TICAD9インタビューシリーズ04 - 八代 歩弓 UNDPシエラレオネ
シエラレオネのバイクライダーと平和構築
2025年8月29日
2025年8月にアフリカ開発会議(TICAD)が開催されることを記念し、アフリカで働いている日本人UNDP職員の方々にインタビューを行いました。インタビュー企画第3回目は、UNDPシエラレオネ事務所にてプログラムアナリストとして勤務している、八代歩弓さんに話を伺いました。

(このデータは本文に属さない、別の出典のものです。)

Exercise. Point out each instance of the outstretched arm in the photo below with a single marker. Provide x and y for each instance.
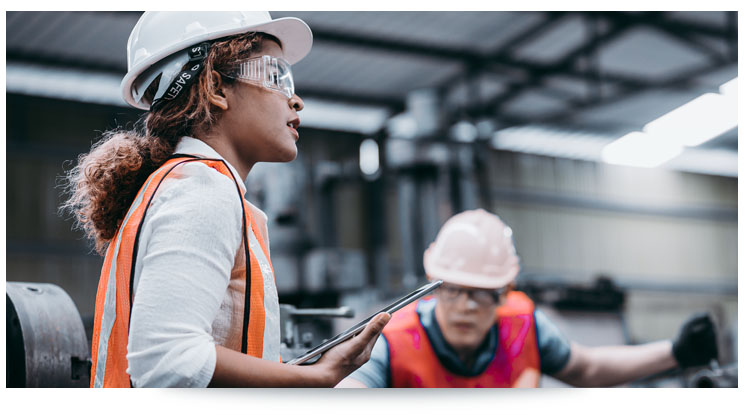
(614, 365)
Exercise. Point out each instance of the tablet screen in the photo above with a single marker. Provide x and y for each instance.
(347, 334)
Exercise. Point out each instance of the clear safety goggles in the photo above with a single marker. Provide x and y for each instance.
(267, 71)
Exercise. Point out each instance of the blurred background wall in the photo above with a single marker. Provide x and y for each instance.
(408, 123)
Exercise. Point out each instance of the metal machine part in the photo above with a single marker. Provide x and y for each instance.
(715, 377)
(294, 343)
(45, 339)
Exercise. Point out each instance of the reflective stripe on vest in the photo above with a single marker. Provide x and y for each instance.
(413, 362)
(111, 324)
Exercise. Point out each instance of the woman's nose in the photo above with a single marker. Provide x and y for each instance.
(296, 103)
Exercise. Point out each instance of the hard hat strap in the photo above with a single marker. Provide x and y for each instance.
(184, 80)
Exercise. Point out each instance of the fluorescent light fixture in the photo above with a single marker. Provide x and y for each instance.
(343, 117)
(729, 88)
(691, 124)
(464, 132)
(369, 157)
(550, 142)
(640, 150)
(698, 121)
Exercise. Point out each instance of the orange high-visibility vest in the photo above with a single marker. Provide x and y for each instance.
(414, 364)
(113, 298)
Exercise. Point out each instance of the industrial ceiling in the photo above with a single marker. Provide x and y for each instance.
(598, 73)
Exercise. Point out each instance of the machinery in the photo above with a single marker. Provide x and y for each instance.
(47, 346)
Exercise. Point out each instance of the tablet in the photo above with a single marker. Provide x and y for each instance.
(346, 335)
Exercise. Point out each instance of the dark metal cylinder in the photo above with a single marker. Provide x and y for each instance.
(46, 345)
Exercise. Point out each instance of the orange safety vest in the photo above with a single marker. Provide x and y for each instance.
(414, 364)
(114, 298)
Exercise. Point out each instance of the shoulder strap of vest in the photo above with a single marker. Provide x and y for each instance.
(516, 303)
(187, 158)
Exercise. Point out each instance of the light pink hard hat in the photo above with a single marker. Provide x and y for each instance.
(475, 249)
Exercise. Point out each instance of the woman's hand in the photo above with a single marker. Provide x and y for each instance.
(347, 357)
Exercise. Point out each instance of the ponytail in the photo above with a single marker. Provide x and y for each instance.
(105, 182)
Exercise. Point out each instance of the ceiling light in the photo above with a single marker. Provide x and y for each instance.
(640, 150)
(698, 121)
(369, 157)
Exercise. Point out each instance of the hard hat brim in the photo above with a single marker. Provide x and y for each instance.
(294, 34)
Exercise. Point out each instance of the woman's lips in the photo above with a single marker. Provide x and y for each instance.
(294, 132)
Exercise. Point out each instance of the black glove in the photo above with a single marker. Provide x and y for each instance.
(697, 342)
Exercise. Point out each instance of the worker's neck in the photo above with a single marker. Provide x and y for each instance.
(466, 356)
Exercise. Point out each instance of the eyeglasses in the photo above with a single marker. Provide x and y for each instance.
(482, 297)
(267, 71)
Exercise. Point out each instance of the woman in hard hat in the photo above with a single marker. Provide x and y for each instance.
(477, 332)
(187, 295)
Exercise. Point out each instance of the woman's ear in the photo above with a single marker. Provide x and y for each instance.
(217, 95)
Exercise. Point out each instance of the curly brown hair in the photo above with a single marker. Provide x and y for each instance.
(105, 181)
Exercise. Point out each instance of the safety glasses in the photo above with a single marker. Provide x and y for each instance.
(451, 293)
(267, 71)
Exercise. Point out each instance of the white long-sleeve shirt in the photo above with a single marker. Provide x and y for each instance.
(190, 240)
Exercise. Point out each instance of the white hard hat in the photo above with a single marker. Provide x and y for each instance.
(473, 249)
(158, 43)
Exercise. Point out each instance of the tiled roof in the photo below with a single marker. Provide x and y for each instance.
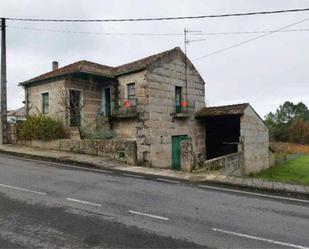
(237, 109)
(100, 70)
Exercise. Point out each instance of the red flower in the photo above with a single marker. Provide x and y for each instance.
(127, 103)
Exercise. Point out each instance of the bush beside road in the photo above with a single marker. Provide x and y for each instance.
(294, 171)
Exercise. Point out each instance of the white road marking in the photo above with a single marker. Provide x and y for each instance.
(22, 189)
(167, 180)
(260, 239)
(252, 193)
(148, 215)
(84, 202)
(132, 175)
(57, 164)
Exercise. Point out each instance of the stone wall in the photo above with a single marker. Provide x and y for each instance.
(135, 129)
(91, 98)
(230, 164)
(114, 149)
(162, 78)
(34, 99)
(255, 140)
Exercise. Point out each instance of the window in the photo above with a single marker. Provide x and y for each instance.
(45, 103)
(178, 98)
(131, 93)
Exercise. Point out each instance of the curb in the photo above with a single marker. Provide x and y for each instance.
(222, 183)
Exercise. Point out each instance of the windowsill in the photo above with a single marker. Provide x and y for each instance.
(180, 115)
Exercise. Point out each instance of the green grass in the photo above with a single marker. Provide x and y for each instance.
(294, 171)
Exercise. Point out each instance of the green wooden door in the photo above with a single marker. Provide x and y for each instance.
(107, 102)
(176, 162)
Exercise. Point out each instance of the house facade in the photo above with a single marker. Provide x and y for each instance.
(159, 103)
(151, 101)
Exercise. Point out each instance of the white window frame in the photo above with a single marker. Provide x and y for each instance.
(103, 98)
(41, 102)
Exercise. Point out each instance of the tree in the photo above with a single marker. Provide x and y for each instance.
(299, 131)
(280, 122)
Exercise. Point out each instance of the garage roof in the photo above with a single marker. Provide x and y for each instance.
(237, 109)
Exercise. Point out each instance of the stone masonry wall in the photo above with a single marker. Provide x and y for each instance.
(255, 138)
(114, 148)
(162, 78)
(34, 98)
(135, 129)
(91, 97)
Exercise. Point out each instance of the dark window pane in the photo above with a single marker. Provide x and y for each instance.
(45, 103)
(178, 99)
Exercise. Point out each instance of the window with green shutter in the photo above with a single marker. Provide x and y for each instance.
(178, 98)
(45, 103)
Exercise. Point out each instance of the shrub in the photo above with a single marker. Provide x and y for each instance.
(41, 127)
(101, 134)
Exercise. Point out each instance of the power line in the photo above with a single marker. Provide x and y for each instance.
(159, 18)
(96, 33)
(157, 34)
(250, 40)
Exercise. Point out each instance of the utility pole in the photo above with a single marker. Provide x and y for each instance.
(186, 42)
(186, 62)
(3, 100)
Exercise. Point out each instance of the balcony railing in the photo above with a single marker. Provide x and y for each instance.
(184, 108)
(125, 108)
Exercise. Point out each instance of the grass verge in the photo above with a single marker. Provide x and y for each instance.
(294, 171)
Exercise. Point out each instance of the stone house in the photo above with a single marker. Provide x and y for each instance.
(151, 101)
(158, 101)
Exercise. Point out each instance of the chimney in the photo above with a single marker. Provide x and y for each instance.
(55, 65)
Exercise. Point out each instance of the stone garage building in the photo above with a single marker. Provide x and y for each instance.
(236, 128)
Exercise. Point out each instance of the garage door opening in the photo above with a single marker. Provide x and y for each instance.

西アフリカに位置するシエラレオネ共和国は、ダイヤモンドを始めとする鉱業やコーヒーやココアなどの農業が盛んな国です。大きさは北海道と同じぐらい。主食がお米であり、サブサハラアフリカ内で一番お米の消費が多い国となっています。
シエラレオネがどんな国なのか教えてください。
シエラレオネは西アフリカに位置し、ギニアとリベリアに挟まれ、アトランティック沿岸に面しています。公用語は英語ですが、「クリオ語」や「メンデ語」、「テムネ語」なども広く話されています。1990年代に内戦があり、2000年代の終結後から約20年間で平和と安定は大きく進展し、内戦経験国の中では比較的安定しています。気候は熱帯で、乾季と雨季があり、雨量は非常に多く、熱帯雨林が広がる自然豊かな国です。主食は米で、キャッサバの葉を煮てペースト状にした「キャッサバリーフ」をご飯にかける料理が一般的です。魚介類が豊富で、沿岸部の利点を生かした漁業が盛んです。パイナップルも多く生産され、日本企業の伊藤忠商事がDole Asia Holdingsを通して「シエラトロピカル社」を設立し、パイナップル農園を運営しています。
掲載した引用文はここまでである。